Higher-Order Derivatives

The "standard" derivative $f'(x)$ is called the first derivative of $f(x)$ . The derivative of $f'(x)$ is the second derivative of$f(x)$ , denoted by $f''(x).$ By continuing this process, we obtain higher-order derivative of $f(x)$ .

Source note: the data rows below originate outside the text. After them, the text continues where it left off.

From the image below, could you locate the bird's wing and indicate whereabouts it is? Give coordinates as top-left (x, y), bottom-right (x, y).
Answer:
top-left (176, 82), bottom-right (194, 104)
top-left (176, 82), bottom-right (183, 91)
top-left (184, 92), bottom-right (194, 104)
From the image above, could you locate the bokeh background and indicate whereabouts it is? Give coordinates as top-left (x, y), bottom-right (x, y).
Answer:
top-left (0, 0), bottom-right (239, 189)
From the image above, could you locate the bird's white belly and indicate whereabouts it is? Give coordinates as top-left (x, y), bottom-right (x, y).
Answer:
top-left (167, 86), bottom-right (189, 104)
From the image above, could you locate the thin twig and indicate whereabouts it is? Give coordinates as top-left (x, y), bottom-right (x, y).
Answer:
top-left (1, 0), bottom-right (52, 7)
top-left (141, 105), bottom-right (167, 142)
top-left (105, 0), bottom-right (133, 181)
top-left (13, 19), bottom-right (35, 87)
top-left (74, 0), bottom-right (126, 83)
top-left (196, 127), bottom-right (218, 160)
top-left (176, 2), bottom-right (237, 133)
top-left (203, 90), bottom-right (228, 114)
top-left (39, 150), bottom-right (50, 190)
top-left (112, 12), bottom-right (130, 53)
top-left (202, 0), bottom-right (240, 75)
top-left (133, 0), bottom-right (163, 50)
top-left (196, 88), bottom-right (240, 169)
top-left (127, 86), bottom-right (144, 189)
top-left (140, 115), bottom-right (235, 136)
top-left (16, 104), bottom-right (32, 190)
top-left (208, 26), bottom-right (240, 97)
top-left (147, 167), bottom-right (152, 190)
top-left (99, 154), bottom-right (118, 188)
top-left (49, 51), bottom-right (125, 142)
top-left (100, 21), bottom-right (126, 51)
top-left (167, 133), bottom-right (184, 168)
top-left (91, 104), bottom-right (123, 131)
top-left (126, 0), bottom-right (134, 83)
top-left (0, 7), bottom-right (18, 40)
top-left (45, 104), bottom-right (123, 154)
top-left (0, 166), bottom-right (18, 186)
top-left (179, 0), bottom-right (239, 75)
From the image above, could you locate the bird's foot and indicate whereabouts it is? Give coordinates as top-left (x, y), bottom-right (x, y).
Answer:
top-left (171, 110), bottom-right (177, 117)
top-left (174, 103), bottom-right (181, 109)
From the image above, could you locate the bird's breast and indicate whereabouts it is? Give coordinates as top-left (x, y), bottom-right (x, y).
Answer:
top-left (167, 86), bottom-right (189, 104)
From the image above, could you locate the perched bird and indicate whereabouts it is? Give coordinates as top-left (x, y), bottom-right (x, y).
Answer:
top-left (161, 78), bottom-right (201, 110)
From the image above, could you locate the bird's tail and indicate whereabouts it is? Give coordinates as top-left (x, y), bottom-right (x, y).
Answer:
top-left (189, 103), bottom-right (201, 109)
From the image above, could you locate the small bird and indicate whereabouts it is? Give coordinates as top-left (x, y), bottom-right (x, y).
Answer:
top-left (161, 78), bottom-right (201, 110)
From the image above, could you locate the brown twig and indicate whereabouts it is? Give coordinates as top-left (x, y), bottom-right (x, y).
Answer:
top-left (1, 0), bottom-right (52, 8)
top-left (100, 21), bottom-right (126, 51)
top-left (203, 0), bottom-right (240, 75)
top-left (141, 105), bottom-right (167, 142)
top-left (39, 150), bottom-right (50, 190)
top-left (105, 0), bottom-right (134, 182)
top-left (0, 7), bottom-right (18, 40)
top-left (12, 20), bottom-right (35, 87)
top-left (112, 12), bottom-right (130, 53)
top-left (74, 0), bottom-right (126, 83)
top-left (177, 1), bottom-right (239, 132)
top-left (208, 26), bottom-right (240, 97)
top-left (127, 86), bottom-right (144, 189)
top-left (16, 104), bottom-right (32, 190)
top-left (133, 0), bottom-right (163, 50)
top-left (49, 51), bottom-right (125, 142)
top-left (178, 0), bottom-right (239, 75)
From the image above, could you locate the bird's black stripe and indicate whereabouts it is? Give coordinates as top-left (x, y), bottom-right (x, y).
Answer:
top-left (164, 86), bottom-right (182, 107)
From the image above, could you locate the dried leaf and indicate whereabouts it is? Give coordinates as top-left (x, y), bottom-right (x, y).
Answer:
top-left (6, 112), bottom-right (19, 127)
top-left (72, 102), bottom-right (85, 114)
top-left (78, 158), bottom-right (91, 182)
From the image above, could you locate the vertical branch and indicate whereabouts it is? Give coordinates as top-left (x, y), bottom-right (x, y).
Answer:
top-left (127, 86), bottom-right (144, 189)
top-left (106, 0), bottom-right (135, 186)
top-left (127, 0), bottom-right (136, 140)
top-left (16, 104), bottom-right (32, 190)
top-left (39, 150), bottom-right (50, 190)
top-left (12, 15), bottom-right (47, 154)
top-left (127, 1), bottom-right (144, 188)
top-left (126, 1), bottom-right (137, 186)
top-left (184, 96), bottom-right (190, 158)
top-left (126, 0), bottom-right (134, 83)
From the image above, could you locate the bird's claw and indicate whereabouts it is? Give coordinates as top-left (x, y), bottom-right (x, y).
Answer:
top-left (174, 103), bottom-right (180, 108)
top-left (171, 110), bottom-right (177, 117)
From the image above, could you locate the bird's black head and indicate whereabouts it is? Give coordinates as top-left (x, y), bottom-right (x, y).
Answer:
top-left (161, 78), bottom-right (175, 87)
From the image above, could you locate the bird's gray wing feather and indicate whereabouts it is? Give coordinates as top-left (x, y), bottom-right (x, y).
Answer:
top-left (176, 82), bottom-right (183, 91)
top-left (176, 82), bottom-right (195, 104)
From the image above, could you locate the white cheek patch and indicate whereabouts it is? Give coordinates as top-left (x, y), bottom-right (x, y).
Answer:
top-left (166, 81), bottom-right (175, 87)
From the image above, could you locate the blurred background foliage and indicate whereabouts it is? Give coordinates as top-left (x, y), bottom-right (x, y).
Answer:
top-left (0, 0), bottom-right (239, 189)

Note: The 3rd derivative of $f(x)$ is $f'''(x)$ . However, we simply denote the $n^{th}$ derivative as $f^{(n)}(x)$ for $n\geq 4$ Example: Find the first four derivative of

1) $f(x)=x^{4}+5x^{3}-2x^{2}+6$ Solution:
$f'(x)=4x^{3}+15x^{2}-4x$ $f''(x)=12x^{2}+30x-4$ $f'''(x)=24x+30$ $f^{(4)}(x)=24$ 2) $f(x)=(x^{3}+1)(x^{2}+3)$ Solution:
It is better to rewrite $f(x)=(x^{3}+1)(x^{2}+3)=x^{5}+3x^{3}+x^{2}+3$ Then, $f'(x)=5x^{4}+9x^{3}+2x$ $f''(x)=20x^{3}+27x^{2}+2$ $f'''(x)=60x^{2}+54x$ $f^{(4)}(x)=120x+54$ Acceleration

If $f(x)$ is the position function, then $f'(x)$ is the velocity function and $f''(x)$ is the acceleration function.

Word-Problem Example: A ball is thrown upward from the top of a $200$ -foot cliff. The initial velocity of the ball is $32$ feet per second. The position function is $f(t)=-16t^{2}+32t+200$ where $t$ is measured in seconds. Find the height, velocity, and acceleration of the ball at $t=4$ Solution:
$f(t)=-16t^{2}+32t+200$ (Position function)
$f'(t)=-32t+32$ (Velocity function)
$f''(x)=-32$ (Acceleration function)
So, when $t=4$ , from the functions above, we can have:
${\text{Height = }}f(4)=-16(4^{2})+32(4)+200=72$ ${\text{Velocity = }}f'(4)=-32(4)+32=-96$ ${\text{Acceleration = }}f''(4)=-32$